Os rebeldes Houthi alinhados com o Irã, no entanto, negaram ter realizado o ataque que teve como alvo o Palácio Yamama da Arábia Saudita em 23 de janeiro.

Os comentários do oficial sênior da milícia iraquiana marcam a primeira vez que um grupo apoiado pelo Irã reconheceu que o Iraque foi a origem do ataque e apontam para o desafio que Bagdá enfrenta ao interromper os ataques de facções da milícia apoiada pelo Irã no Iraque.

Isso ocorreu após uma reivindicação de responsabilidade supostamente emitida por um grupo pouco conhecido chamado Awliya Wa'ad al-Haq, ou "The True Promise Brigades", que circulou nas redes sociais, chamando-a de retaliação por um atentado suicida reivindicado pelo Estado Islâmico ( ISIS) grupo extremista em um distrito comercial de Bagdá em 21 de janeiro.

O oficial da milícia, falando sob condição de anonimato porque não estava autorizado a falar publicamente sobre o ataque, disse que os drones vieram "em partes do Irã e foram montados no Iraque, e foram lançados do Iraque". Ele não revelou onde ao longo da fronteira os drones foram lançados e não forneceu mais detalhes sobre o grupo que reivindicou o ataque.

Grupos apoiados pelo Irã se fragmentaram significativamente desde o ataque dirigido por Washington que matou o general iraniano Qassem Soleimani e o líder da milícia iraquiana Abu Mahdi al-Muhandis em Bagdá, há mais de um ano. Ambos foram fundamentais para comandar e controlar uma ampla gama de grupos apoiados pelo Irã que operam no Iraque.
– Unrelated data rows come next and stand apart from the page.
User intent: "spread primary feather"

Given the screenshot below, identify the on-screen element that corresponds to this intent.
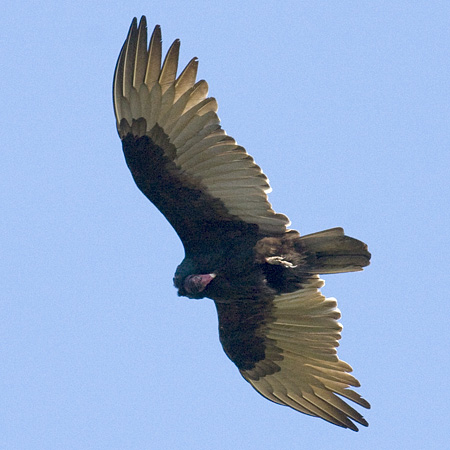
[113,17,370,431]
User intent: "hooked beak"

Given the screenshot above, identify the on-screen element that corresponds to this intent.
[184,273,216,295]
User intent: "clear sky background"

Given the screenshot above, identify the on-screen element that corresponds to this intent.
[0,0,450,450]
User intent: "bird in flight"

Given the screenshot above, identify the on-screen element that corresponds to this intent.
[113,16,370,431]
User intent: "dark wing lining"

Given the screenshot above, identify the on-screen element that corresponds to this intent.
[123,134,256,254]
[216,275,370,431]
[113,17,289,250]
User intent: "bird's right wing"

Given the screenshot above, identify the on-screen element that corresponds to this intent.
[216,275,370,431]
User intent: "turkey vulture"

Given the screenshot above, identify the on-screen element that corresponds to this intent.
[113,17,370,431]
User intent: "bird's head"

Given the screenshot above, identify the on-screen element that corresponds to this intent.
[173,260,216,299]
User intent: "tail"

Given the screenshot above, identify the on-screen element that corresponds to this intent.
[295,228,371,274]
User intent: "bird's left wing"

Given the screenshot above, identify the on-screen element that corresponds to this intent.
[113,17,289,253]
[216,275,370,431]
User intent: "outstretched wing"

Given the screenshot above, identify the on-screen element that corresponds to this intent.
[216,275,370,431]
[113,17,289,251]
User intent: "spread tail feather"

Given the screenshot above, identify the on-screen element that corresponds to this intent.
[295,228,371,274]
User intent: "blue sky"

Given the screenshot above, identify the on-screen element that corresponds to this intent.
[0,0,450,450]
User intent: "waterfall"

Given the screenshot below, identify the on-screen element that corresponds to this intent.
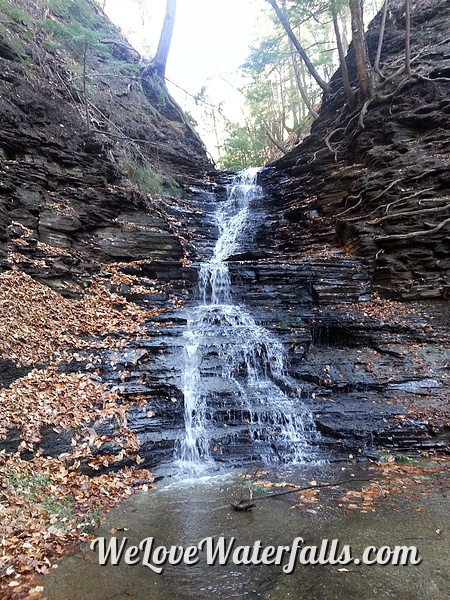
[178,168,314,469]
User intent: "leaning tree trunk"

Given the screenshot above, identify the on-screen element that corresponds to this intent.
[152,0,177,79]
[331,0,355,108]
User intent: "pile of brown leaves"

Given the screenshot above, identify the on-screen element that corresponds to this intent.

Desde suas mortes, as milícias tornaram-se cada vez mais rebeldes e díspares. Alguns analistas baseados em Washington argumentam que as milícias se fragmentaram apenas para permitir que reivindiquem ataques sob nomes diferentes para mascarar seu envolvimento.

Uma autoridade dos EUA disse que Washington acredita que o ataque de 23 de janeiro ao Palácio Yamama foi lançado de dentro do Iraque. O funcionário, falando sob condição de anonimato, não deu mais detalhes nem disse como os EUA chegaram a essa conclusão. Uma autoridade iraquiana, falando sob condição de anonimato de acordo com as regulamentações, disse que a inteligência dos EUA foi compartilhada com o governo do Iraque.

O lançamento de um ataque a partir do Iraque representaria um desafio para as defesas aéreas sauditas, agora focadas nas ameaças do Irã ao nordeste e do Iêmen ao sul. Esses drones também são pequenos o suficiente e voam baixo o suficiente para não serem detectados no radar.

O ataque ocorre em um momento em que o Iraque busca aprofundar os laços econômicos com a Arábia Saudita e seus aliados do Golfo em uma variedade de projetos de investimento. Na semana passada, o presidente do Iraque, Barham Salih, visitou os Emirados Árabes Unidos e o ministro das Relações Exteriores, Fuad Hussein, visitou a Arábia Saudita nesta semana, aparentemente para discutir o ataque.